You’ll NEVER hear an 80 year old man or woman say “You know, I just really wish I just had less lean muscle mass."

Why we should care:

  1. Stability
  2. Glucose Metabolism
  3. Inflammation Control
  4. Cognition
I’ve told some of you about meeting Dion Friedland at a medical conference.  His energy and vitality were contagious, he was happily married & in excellent physical condition.  I thought he was around 60-65 years of age, and was shocked when he told me he was 80.  I interrogated him to get all his secrets, discussed his training regimen, dietary/lifestyle habits, etc. (He also said he didn’t need viagra & with a wink “and I don’t have any trouble there”)..
Lean muscle is simply the currency of longevity.  It’s more than aesthetics, or strength (though that one’s important), it also plays a huge role in maintaining metabolic health.  
Skeletal muscle mass loss occurs with time, as we age. (I refuse to standby and accept this). Sarcopenia (muscle wasting) does us no favors. If you're interested in living longer and better, you'll do everything you can to avoid loss of lean muscle.
Stability -an obvious necessity, but often not managed early enough.  That fall that happens later in life, sending you down a trajectory of long hospital stays, which are compounded by their own inherent risks, post-operative complications, impairing mobility, contributing to depression, shortening life.  
But poor lean muscle mass is also associated with poor cognition & dementia.  Whether that's correlation or causality, I frankly want to avoid that mess altogether, & that's what I want for all of you as well.  If we maintain robust physical health, yet don’t have our mental faculties to interact appropriately with our loved ones, recognize our grand/great grandchildren, what's the use?
A recent article from Gerontology (linked below), goes into depth on this subject.  Adequate skeletal muscle mass, physically active muscle, has been shown to increase myokine secretion, releasing BDNF (brain-derived neurotrophic factor).  Lean muscle mass improves insulin sensitivity.
During my time in the Emergency Department, I was struck with something that is all the time so obvious, but most don’t back up to see the big picture.  It’s not new, I’ve noticed it for years.  All individuals, with chronic illness, or in poor health, have a poor lean muscle structure.  Every.
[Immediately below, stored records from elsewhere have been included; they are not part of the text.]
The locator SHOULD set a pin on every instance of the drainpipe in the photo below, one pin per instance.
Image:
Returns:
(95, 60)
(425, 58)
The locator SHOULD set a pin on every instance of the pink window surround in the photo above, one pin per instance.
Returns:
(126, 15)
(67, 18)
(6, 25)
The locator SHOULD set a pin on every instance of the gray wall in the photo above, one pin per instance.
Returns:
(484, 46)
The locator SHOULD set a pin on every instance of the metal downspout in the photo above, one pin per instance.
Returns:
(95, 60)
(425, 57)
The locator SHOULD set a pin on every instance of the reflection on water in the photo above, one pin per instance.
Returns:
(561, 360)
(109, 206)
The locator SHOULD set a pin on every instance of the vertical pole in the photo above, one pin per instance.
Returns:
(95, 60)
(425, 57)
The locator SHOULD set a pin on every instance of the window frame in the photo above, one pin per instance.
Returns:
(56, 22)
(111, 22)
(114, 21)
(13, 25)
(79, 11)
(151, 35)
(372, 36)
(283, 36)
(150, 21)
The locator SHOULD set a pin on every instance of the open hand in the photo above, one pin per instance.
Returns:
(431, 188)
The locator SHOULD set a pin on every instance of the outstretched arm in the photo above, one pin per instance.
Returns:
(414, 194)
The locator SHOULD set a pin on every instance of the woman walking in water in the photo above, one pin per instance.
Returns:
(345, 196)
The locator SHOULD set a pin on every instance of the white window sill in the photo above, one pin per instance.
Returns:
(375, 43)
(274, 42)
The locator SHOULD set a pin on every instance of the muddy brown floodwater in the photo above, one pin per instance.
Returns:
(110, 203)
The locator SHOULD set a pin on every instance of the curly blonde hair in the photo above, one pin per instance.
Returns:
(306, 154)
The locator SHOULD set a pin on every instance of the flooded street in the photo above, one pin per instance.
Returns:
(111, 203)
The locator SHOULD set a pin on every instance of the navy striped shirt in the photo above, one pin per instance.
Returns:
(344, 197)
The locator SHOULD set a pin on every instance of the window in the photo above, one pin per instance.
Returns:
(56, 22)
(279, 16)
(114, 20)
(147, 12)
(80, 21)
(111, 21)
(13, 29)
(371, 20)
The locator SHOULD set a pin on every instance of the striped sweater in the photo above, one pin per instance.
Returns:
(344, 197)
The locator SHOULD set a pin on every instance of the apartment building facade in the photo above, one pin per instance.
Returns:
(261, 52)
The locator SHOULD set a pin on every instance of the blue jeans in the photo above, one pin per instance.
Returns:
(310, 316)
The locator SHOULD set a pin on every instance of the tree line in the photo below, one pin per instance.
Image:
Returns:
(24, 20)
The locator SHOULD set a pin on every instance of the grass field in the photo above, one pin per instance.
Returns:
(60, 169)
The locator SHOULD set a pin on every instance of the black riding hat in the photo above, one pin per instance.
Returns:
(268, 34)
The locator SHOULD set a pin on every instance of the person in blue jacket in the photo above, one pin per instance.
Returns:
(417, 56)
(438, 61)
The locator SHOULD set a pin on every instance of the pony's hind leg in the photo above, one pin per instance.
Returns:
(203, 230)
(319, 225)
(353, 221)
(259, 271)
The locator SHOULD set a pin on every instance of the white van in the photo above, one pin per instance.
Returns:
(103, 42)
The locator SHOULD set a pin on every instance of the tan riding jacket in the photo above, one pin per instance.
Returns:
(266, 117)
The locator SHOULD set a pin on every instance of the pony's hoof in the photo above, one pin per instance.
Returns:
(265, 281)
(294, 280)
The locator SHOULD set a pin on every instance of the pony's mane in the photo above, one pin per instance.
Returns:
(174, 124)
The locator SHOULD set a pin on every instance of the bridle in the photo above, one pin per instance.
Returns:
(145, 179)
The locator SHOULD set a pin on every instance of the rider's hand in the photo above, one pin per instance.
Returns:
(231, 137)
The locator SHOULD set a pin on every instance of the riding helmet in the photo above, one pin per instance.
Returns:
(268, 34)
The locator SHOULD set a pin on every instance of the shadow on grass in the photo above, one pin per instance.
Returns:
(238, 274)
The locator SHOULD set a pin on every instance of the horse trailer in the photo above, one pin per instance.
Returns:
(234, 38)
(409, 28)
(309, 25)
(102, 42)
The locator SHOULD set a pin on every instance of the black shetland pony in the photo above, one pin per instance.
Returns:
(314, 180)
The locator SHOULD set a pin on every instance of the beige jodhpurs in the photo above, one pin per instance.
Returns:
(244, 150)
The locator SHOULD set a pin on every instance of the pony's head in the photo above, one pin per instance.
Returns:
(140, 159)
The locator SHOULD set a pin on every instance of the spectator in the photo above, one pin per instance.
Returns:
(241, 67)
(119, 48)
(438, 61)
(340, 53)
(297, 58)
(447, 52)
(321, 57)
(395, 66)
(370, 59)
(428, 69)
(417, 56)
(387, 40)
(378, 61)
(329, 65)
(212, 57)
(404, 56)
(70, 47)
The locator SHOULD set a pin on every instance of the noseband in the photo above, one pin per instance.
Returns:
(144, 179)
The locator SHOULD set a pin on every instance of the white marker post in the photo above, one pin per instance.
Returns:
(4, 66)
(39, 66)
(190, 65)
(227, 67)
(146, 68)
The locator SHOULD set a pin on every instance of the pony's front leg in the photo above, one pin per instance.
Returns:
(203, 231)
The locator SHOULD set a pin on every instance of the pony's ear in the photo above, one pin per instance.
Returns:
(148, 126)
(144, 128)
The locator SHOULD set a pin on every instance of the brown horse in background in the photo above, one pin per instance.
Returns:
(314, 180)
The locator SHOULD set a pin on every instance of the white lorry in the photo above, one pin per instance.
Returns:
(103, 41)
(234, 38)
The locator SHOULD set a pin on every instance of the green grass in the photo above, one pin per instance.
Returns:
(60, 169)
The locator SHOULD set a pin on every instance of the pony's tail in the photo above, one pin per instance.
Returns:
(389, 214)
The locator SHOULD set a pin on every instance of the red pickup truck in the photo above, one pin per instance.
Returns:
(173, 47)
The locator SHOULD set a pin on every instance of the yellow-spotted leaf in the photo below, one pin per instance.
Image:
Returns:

Single. One.
Glucose Metabolism-  Centenarians have something in common, they metabolize glucose well.   The APOE gene ( tested on all of our patients), has multiple functions, cholesterol metabolism, glucose metabolism, Alzheimer's risks)  Those with the APOE 2 gene have been shown to metabolize glucose more efficiently. I’ve always been interested in those who have long, healthy lives, those who live in blue zones, etc. and learn from them, to glean information and reverse engineer and apply as much to my own life as possible, and pass that on to our clients.  

While building and maintaining a good lean muscle won’t guarantee you a life free of chronic disease (it’ll catch up to us all at some point, ….) but it’ll certainly build resilience & stack the odds in your favor for delaying the inevitable, allowing you to enjoy a longer, more vital life, like my friend Dion.

Build & maintain lean muscle- it’s something you can control & a must if you want to slow aging, enhance healthspan and lifespan.